Ao lado de uma alimentação equilibrada e da prática regular de exercícios, o sono é considerado, por especialistas, condição básica para se ter uma boa qualidade de vida. Mas, se a nutrição e o fitness já conseguiram sensibilizar boa parte das pessoas, e também da mídia, o sono é o elo frágil desse tripé e a sua necessidade para manter a saúde ainda é subestimada.

“O sono tem papel fundamental no funcionamento do cérebro. É durante esse período que são reparadas condições orgânicas e desenvolvidas outras funções, como a reorganização do aprendizado adquirido durante o dia, por exemplo”, explica o neurologista Gilmar Fernandes do Prado, membro da Academia Brasileira de Neurologia e diretor do Laboratório do Sono do Hospital São Paulo.

Até mesmo as atividades motoras são afetadas pela falta de sono: pesquisas indicam que as pessoas que dormem bem têm um performance na atividade motora 20% melhor em relação àquelas que têm débitos de sono. “Muitos dos nossos problemas são resolvidos durante o sono, sem nos darmos conta disso”, diz Gilmar do Prado.

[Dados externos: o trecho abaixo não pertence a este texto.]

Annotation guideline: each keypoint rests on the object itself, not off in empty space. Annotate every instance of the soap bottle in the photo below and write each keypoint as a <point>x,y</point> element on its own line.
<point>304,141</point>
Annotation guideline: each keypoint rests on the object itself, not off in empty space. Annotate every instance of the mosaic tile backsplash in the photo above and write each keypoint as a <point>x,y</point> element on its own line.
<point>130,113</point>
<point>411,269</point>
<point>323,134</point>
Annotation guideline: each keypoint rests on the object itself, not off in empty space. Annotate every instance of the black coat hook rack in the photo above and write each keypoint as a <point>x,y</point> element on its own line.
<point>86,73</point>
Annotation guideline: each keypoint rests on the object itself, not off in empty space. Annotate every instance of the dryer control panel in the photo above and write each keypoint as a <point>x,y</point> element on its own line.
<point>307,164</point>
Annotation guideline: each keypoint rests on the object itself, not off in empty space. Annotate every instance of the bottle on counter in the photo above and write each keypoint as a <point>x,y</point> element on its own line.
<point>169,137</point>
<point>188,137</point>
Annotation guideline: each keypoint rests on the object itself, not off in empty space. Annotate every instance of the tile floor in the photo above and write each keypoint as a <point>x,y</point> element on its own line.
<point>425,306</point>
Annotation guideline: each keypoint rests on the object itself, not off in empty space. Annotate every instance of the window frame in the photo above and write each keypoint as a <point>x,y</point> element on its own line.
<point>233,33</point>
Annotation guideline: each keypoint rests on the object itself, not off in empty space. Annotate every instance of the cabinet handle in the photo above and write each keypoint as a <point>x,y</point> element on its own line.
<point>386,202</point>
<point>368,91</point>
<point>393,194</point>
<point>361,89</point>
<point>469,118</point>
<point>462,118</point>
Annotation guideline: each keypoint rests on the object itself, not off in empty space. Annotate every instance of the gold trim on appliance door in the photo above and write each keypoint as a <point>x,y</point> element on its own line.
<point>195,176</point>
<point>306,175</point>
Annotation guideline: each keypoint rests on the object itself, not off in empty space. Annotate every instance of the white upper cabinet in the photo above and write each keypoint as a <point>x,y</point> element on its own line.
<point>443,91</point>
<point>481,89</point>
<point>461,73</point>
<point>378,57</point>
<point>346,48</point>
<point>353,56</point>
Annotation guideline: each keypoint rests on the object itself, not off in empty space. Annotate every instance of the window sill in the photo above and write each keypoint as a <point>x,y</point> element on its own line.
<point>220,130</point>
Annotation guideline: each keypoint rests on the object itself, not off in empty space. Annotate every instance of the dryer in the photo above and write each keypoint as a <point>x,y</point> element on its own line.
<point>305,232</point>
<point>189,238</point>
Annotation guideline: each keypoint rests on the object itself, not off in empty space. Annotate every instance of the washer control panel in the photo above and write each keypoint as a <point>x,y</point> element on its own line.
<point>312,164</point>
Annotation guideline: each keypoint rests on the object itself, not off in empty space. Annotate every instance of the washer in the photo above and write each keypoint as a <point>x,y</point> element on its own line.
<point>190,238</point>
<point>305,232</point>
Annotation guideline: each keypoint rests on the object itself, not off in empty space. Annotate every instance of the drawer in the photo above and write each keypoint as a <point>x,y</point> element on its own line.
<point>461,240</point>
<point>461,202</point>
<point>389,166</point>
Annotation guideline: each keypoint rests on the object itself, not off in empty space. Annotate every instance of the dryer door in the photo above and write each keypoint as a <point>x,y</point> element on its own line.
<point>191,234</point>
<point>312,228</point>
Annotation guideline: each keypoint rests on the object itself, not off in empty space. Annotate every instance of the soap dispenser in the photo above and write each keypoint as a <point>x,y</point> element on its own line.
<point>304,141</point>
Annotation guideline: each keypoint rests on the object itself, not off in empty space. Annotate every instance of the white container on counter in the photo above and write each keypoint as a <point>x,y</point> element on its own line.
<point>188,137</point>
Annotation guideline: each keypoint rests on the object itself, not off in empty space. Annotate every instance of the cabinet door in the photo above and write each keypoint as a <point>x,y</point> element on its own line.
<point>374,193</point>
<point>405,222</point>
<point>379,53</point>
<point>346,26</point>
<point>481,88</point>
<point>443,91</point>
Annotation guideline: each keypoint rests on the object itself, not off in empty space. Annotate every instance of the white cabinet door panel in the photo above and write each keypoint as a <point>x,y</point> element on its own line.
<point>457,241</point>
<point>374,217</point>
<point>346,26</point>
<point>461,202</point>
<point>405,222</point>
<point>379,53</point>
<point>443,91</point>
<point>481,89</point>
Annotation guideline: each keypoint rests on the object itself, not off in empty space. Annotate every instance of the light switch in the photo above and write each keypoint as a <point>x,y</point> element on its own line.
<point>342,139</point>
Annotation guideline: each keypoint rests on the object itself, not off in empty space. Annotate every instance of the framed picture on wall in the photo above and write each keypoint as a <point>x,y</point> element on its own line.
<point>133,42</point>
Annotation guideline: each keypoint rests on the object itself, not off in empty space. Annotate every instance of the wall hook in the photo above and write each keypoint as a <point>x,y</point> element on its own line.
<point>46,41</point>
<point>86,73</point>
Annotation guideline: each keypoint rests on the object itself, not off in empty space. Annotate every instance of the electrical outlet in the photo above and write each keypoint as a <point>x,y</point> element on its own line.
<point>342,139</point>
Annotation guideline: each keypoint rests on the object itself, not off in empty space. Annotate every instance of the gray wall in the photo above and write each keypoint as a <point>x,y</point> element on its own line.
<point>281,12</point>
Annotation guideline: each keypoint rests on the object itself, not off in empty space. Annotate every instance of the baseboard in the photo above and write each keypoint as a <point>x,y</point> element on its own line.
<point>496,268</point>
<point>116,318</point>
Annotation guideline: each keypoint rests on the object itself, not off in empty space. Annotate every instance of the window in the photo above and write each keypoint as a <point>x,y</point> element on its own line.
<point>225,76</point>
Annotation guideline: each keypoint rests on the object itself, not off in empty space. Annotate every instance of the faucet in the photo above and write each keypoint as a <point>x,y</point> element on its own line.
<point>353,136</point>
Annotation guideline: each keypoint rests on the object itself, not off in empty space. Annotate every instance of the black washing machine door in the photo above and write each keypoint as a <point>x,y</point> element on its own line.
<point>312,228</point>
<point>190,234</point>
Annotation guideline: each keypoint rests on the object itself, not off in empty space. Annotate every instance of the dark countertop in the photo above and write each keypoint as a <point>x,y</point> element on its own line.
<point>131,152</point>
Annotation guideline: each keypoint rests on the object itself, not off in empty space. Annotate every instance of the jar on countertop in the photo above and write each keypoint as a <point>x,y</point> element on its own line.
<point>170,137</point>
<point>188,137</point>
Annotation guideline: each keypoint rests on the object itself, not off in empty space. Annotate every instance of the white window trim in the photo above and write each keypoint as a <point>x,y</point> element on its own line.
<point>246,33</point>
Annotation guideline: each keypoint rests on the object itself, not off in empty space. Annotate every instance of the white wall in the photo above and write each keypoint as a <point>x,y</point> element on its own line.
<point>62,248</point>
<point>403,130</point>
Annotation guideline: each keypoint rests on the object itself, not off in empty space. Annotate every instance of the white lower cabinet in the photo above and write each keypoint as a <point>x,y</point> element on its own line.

A insuficiência de sono é reconhecida, internacionalmente, como uma doença social. No Brasil, ela acomete 44,4% da população, segundo pesquisa coordenada em 2004 pelo neurologista e neurofisiologista Geraldo Nunes Vieira Rizzo, diretor do Sonolab – Laboratório do Sono, de Porto Alegre. “Vivemos em uma sociedade 24 horas, privada cronicamente de sono, na qual assistir filmes na TV, acessar emails, ler os jornais do dia e fazer atividade física são prioridades que roubam o precioso e necessário sono”, diz Rizzo.

Com tamanha oferta de atividades aparentemente indispensáveis à vida moderna, as pessoas optam por encurtar o período do sono, especialmente desconhecendo o mal que ocasionam à saúde. Segundo Rizzo, atualmente, as pessoas dormem 20% menos em relação ao tempo que dormiam nossos antepassados há duas gerações. “Antigamente, havia mais tempo para o pensamento e para a contemplação. Atualmente, a pressão para produzir extrapola os limites do organismo, que não está preparado para a dinâmica da economia do mundo atual”, acredita Rizzo. Essa mudança de comportamento é responsável por muitos problemas de saúde.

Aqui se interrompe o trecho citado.